Mudslinging and bitter personal attacks among senior officials continued ahead of tomorrow's vote on the presidency of Fifa. Sepp Blatter is expected to be re-elected unopposed after the suspension of his only rival, Mohamed bin Hammam of Qatar, pending an investigation into allegations of bribery.
Last night a defiant Mr Blatter declared: "What shall we do? Nothing. The World Cup 2022 is not touched." Earlier in the day, however, Fifa secretary general Jerome Valcke confirmed an e-mail he sent to the vice-president Jack Warner suggesting Qatar had "bought" the right to host the 2022 tournament.
Describing Mr bin Hammam's campaign to be president of Fifa, Mr Valcke wrote: "I never understood why he was running. If really he thought he had a chance, or … he thought you can buy Fifa as they bought the World Cup."

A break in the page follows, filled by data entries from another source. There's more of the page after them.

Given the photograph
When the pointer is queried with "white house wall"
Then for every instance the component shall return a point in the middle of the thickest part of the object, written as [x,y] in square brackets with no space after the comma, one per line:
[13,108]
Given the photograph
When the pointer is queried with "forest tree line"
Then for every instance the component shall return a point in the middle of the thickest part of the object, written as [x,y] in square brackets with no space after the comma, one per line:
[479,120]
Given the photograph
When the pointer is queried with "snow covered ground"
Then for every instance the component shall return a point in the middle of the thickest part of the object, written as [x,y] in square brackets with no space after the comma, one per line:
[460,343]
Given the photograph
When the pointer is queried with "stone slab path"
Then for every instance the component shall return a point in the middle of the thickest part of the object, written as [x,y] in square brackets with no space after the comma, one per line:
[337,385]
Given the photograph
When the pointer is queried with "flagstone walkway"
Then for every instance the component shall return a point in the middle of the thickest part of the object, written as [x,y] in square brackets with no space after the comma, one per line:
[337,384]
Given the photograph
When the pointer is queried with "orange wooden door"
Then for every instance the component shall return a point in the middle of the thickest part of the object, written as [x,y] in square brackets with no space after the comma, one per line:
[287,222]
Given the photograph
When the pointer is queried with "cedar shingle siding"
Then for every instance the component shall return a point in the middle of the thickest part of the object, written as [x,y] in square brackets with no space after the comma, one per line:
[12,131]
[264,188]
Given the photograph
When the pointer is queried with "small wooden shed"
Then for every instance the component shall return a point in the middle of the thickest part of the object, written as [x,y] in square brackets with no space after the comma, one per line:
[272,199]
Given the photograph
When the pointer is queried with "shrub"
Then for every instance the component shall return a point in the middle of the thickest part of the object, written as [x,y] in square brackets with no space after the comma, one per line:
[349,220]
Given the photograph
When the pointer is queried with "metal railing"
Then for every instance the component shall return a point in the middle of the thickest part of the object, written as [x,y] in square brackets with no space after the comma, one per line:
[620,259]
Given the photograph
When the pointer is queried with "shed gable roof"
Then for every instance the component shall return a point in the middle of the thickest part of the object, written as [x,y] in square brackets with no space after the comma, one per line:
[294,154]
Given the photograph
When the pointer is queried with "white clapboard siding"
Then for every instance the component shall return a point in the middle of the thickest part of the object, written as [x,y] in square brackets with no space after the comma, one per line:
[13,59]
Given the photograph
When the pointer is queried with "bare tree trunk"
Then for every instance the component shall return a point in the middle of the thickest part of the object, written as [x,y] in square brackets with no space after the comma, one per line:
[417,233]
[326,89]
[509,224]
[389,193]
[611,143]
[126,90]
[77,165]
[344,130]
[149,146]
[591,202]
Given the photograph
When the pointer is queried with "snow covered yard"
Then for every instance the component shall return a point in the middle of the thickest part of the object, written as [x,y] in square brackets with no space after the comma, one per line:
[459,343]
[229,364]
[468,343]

Mr Valcke insisted yesterday he was referring to Qatar using financial muscle to lobby legitimately for votes. "They were a candidate with a very important budget and used it to heavily promote their bid all around the world in a very efficient manner," he said. "I have made no reference to any purchase of votes or similar unethical behaviour."
Nevertheless, two major World Cup sponsors demanded Fifa end the infighting. A spokesman for Coca Cola said: "The allegations are distressing and bad for the sport." And a spokesman for Adidas said: "The negative tenor of the public debate around Fifa at the moment is neither good for football nor good for Fifa and its partners."
Mr Hammam, 62, president of the Asian Football Confederation, was suspended by the organisation's ethics committee on Sunday, along with three other officials - among them Mr Warner. They are accused of offering bribes to other officials to secure the Fifa presidency for Mr bin Hammam. Mr Blatter was cleared of any wrongdoing.
Mr Warner responded to his suspension by alleging that Mr Blatter had given $1 million to a regional football confederation this month "to spend as it deems fit, no questions asked", and releasing the e-mail from Mr Valcke.
Qatar 2022's bid team said they "categorically deny" any wrongdoing, and asked for clarification from Fifa on the meaning of the Valcke e-mail. "In the meantime we are taking legal advice to consider our options," they said. The team earlier rejected allegations of impropriety made in the UK parliament, in a British newspaper and by the former chairman of the Football Association in England.
Nevertheless, the scandal has raised concerns over $10 billion of investment and development contracts related to stadiums and hotels for the World Cup in Qatar.